Why Rihanna’s Public Reconciliation with Chris Brown is a Problem

“When I realized that my selfish decision for love could result in some young girl getting killed, I could not be easy with that part. I couldn’t be held responsible for telling them ‘Go back.’ Even if Chris never hit me again, who’s to say that their boyfriend won’t? Who’s to say that they won’t kill these girls? These are young girls. I just didn’t realize what an impact I had on these young girls’ lives until that happened.”

It seems like Rihanna’s either forgotten her own words to 20/20 these days, or simply doesn’t care anymore. After months of rumors regarding Rihanna being in regular contact with former boyfriend Chris Brown, the two made their reconnection public with the simultaneous releases of remixes of Rihanna’s “Birthday Cake” and Brown’s “Turn Up the Music,” with the artists adding verses to each other’s respective song.

Now, when it comes to what Rihanna does in her personal life, it’s not my place to object to her choices, even if she chooses to forgive Brown. It’s her choice to do whatever she needs to do to get past the incident. I think it’s also been abundantly clear since the incident that she doesn’t want to be treated like a victim, which is part of why her music really has become edgier since the incident.

Part of the problem now, though, is that she’s professionally validating him and his actions, which (at least professionally) seem to embrace the bad-boy image he garnered when the incident occurred. That’s where I know I have a problem, because both artists have fans that don’t seem to understand the seriousness of what happened.

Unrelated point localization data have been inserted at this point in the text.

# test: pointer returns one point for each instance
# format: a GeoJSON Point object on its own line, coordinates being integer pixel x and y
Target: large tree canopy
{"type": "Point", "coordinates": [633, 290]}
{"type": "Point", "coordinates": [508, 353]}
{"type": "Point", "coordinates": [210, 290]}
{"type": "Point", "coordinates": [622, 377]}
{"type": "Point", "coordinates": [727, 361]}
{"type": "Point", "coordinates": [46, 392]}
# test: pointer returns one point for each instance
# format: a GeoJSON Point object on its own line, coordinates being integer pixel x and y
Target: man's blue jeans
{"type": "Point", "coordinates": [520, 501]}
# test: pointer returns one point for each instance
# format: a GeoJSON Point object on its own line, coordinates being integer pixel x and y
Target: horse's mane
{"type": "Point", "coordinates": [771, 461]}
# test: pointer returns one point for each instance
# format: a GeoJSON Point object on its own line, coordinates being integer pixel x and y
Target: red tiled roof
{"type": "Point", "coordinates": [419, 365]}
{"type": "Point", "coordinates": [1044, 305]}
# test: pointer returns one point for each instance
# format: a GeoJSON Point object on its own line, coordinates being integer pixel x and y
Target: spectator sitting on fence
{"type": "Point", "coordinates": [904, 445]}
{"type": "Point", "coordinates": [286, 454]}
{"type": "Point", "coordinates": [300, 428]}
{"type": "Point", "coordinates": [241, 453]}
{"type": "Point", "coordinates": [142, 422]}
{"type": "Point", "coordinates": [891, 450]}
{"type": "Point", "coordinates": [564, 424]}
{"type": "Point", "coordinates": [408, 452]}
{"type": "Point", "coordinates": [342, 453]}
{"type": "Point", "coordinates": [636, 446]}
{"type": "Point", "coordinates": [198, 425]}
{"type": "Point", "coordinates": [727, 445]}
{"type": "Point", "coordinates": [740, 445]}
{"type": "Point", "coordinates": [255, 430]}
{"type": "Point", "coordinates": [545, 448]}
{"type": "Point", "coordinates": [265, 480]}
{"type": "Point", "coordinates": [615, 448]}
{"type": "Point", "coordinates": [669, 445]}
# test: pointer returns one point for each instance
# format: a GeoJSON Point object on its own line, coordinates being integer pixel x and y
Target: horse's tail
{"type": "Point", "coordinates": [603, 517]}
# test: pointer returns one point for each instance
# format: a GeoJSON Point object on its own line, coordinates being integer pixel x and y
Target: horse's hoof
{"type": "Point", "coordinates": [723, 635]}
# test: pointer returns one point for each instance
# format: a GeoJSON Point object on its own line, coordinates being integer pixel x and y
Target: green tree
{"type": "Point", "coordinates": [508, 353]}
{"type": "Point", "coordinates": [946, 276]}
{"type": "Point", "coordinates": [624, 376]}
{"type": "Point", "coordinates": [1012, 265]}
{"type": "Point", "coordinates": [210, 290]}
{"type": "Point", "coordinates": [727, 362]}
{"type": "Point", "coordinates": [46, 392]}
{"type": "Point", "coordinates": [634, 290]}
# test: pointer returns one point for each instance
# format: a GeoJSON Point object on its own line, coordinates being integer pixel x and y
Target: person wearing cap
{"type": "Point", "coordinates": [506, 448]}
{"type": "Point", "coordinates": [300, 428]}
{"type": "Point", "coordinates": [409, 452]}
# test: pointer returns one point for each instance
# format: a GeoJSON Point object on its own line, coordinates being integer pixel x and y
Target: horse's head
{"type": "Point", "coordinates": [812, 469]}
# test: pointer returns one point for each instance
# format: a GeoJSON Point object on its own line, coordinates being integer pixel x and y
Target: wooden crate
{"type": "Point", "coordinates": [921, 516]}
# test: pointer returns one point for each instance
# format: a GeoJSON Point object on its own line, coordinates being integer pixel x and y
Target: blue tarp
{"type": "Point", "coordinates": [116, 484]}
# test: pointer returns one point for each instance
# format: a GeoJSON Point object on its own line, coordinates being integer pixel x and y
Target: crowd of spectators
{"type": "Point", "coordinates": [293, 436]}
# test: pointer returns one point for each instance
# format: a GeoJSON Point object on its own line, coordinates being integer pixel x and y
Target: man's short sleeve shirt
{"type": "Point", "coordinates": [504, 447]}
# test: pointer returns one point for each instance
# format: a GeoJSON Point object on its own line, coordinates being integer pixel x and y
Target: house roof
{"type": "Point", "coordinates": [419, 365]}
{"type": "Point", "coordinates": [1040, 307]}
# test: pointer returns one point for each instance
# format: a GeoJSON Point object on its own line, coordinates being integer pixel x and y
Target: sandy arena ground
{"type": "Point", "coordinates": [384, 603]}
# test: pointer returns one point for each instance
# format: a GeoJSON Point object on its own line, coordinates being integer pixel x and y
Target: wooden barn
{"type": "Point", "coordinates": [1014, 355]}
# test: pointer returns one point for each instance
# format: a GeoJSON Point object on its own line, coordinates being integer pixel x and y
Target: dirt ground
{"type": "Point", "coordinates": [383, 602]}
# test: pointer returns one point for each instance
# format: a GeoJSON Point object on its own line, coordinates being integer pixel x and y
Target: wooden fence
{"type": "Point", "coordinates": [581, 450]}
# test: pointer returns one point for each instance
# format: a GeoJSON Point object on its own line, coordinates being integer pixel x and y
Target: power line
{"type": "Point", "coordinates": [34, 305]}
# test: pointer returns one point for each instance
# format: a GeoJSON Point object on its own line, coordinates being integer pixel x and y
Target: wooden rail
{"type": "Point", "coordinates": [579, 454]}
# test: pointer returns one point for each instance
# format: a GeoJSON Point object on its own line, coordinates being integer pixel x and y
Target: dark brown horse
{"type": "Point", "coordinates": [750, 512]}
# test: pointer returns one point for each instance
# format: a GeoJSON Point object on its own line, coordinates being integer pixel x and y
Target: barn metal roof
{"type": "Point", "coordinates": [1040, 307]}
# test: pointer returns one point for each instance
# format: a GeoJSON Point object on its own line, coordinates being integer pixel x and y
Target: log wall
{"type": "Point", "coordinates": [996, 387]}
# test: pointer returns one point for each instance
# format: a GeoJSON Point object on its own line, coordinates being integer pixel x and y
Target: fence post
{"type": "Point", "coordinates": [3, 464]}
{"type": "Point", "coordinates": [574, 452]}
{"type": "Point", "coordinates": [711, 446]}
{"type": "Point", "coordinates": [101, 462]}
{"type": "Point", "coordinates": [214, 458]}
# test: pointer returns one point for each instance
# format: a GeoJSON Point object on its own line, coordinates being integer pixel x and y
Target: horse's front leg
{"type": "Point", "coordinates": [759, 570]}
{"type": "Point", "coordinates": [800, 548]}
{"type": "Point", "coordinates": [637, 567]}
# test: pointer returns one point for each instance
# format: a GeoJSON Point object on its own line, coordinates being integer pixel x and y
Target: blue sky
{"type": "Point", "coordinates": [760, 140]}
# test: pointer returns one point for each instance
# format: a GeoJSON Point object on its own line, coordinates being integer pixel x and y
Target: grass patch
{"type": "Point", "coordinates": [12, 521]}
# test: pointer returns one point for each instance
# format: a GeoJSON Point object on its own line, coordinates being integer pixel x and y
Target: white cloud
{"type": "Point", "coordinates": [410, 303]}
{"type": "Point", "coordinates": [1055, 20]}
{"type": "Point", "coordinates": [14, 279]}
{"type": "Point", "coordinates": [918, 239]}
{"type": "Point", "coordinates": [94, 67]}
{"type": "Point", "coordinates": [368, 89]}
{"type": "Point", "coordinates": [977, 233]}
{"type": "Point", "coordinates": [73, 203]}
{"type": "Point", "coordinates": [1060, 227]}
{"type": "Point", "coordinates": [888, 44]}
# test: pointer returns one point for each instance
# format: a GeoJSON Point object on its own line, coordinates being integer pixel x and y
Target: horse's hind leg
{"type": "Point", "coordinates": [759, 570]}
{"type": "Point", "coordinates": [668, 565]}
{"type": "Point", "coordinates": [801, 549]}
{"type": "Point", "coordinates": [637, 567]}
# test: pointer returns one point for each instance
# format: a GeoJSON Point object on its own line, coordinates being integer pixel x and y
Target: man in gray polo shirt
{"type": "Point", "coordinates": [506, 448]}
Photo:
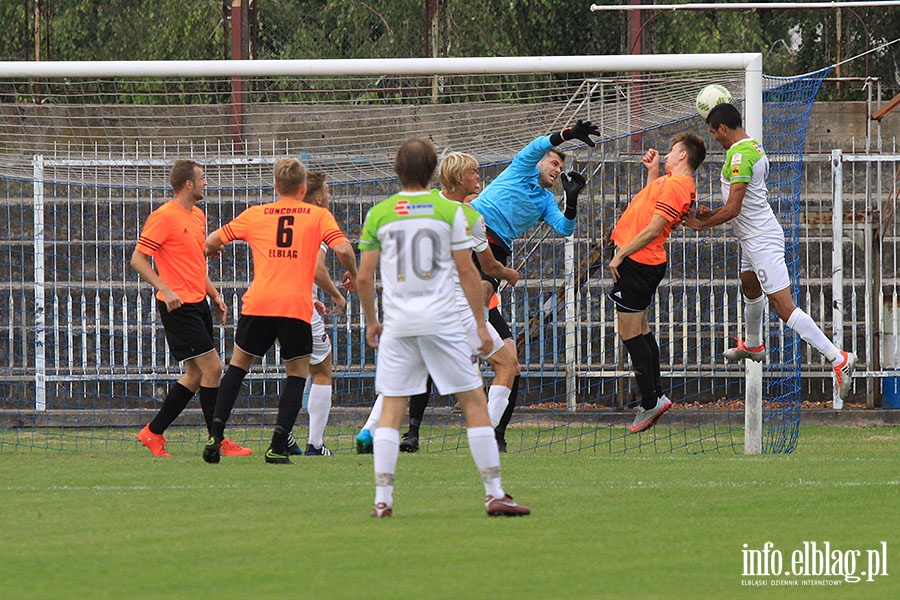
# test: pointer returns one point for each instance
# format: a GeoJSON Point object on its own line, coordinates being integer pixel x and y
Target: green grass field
{"type": "Point", "coordinates": [125, 525]}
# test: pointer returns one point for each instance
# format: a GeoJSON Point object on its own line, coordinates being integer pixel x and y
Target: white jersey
{"type": "Point", "coordinates": [417, 234]}
{"type": "Point", "coordinates": [479, 238]}
{"type": "Point", "coordinates": [746, 162]}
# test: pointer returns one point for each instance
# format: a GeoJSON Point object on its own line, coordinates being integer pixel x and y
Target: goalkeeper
{"type": "Point", "coordinates": [518, 199]}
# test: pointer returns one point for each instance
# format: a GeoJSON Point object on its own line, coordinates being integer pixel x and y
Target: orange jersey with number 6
{"type": "Point", "coordinates": [284, 237]}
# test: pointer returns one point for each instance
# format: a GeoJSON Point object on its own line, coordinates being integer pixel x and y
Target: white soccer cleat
{"type": "Point", "coordinates": [742, 352]}
{"type": "Point", "coordinates": [843, 374]}
{"type": "Point", "coordinates": [645, 419]}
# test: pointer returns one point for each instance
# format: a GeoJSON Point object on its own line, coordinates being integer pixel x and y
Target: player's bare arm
{"type": "Point", "coordinates": [647, 235]}
{"type": "Point", "coordinates": [365, 289]}
{"type": "Point", "coordinates": [347, 256]}
{"type": "Point", "coordinates": [214, 244]}
{"type": "Point", "coordinates": [710, 218]}
{"type": "Point", "coordinates": [325, 283]}
{"type": "Point", "coordinates": [470, 282]}
{"type": "Point", "coordinates": [140, 262]}
{"type": "Point", "coordinates": [217, 300]}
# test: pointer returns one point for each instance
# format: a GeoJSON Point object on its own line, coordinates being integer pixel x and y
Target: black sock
{"type": "Point", "coordinates": [654, 354]}
{"type": "Point", "coordinates": [227, 396]}
{"type": "Point", "coordinates": [176, 399]}
{"type": "Point", "coordinates": [208, 405]}
{"type": "Point", "coordinates": [642, 363]}
{"type": "Point", "coordinates": [500, 429]}
{"type": "Point", "coordinates": [288, 407]}
{"type": "Point", "coordinates": [417, 406]}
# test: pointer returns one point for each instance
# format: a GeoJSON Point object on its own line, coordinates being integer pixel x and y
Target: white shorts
{"type": "Point", "coordinates": [471, 327]}
{"type": "Point", "coordinates": [403, 364]}
{"type": "Point", "coordinates": [321, 341]}
{"type": "Point", "coordinates": [764, 255]}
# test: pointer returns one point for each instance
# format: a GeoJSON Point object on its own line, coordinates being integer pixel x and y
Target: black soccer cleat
{"type": "Point", "coordinates": [294, 448]}
{"type": "Point", "coordinates": [410, 442]}
{"type": "Point", "coordinates": [211, 451]}
{"type": "Point", "coordinates": [273, 458]}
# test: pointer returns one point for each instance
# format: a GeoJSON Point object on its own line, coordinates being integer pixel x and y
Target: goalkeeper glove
{"type": "Point", "coordinates": [573, 183]}
{"type": "Point", "coordinates": [582, 130]}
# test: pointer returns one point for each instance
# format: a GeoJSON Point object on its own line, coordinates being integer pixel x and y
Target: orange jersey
{"type": "Point", "coordinates": [670, 196]}
{"type": "Point", "coordinates": [284, 237]}
{"type": "Point", "coordinates": [175, 238]}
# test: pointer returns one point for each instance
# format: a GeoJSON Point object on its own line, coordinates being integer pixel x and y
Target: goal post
{"type": "Point", "coordinates": [84, 347]}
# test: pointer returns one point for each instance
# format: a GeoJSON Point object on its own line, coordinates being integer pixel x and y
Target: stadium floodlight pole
{"type": "Point", "coordinates": [745, 5]}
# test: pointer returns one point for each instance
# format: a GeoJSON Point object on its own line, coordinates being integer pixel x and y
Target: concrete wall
{"type": "Point", "coordinates": [838, 124]}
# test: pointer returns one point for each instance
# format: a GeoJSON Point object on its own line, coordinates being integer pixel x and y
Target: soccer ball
{"type": "Point", "coordinates": [710, 96]}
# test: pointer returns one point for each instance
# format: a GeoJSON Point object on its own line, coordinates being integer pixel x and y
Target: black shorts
{"type": "Point", "coordinates": [188, 328]}
{"type": "Point", "coordinates": [255, 335]}
{"type": "Point", "coordinates": [496, 319]}
{"type": "Point", "coordinates": [637, 284]}
{"type": "Point", "coordinates": [501, 252]}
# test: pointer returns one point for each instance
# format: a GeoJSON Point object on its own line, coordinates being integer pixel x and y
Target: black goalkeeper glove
{"type": "Point", "coordinates": [582, 130]}
{"type": "Point", "coordinates": [573, 183]}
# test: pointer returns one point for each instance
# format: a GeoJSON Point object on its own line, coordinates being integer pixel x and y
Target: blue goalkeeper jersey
{"type": "Point", "coordinates": [515, 201]}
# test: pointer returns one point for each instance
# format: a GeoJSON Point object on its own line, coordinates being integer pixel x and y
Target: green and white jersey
{"type": "Point", "coordinates": [476, 228]}
{"type": "Point", "coordinates": [417, 233]}
{"type": "Point", "coordinates": [746, 162]}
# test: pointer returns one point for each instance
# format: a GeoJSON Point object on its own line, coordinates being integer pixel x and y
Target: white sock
{"type": "Point", "coordinates": [483, 446]}
{"type": "Point", "coordinates": [753, 317]}
{"type": "Point", "coordinates": [807, 329]}
{"type": "Point", "coordinates": [498, 400]}
{"type": "Point", "coordinates": [319, 409]}
{"type": "Point", "coordinates": [375, 415]}
{"type": "Point", "coordinates": [386, 449]}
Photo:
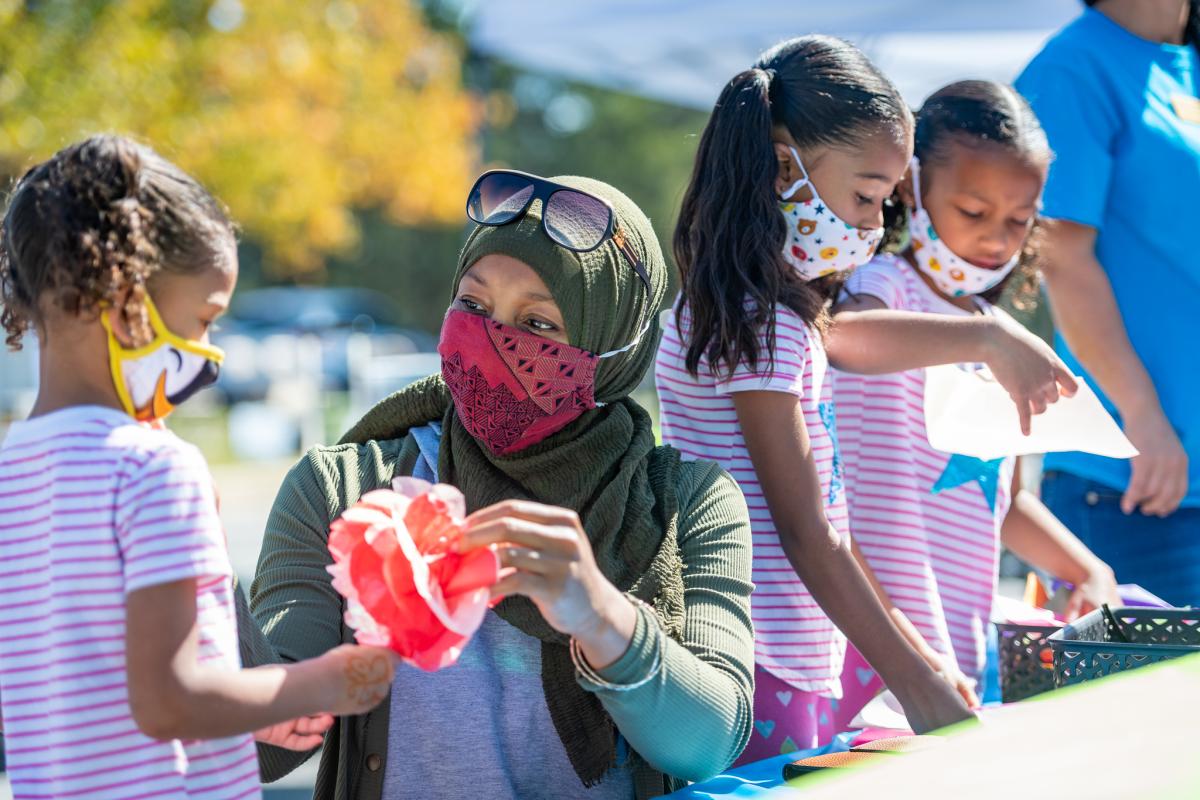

If you haven’t read the police report from the incident, take a moment to look it over; the details are excruciating. It may not tell the whole story, but it’s clear between the report and the leaked photos of Rihanna that Chris Brown didn’t simply hit her—he viciously beat her. If he’s sorry for his actions, it’s not apparent based on his public behavior over the past three years, which has included several Twitter tantrums and smashing chairs at Good Morning America.

Of course, the two aren’t the first couple in the public eye to have their share of issues. You can call them the new Bobby & Whitney, or the new Ike & Tina. There really hasn’t been a volatile couple like this with such a young and impressionable fan base, though. The relative lack of maturity shows when fans go online and say that they’d let Chris Brown hit them; it’s clear that not enough has been done to address the fact that what he did was flat-out wrong.

It’s one thing for Rihanna to wish him well in his career, which she’s done before. I don’t necessarily have a problem with that. But with the two now collaborating again, it’s sending a potentially dangerous message to their young audiences. The Rihanna of a few years ago understood that she was, like it or not, a role model. I can understand not wanting that burden, but she has a platform most victims of domestic abuse don’t, and she should keep them in mind when making decisions like those she’s made in the past few weeks.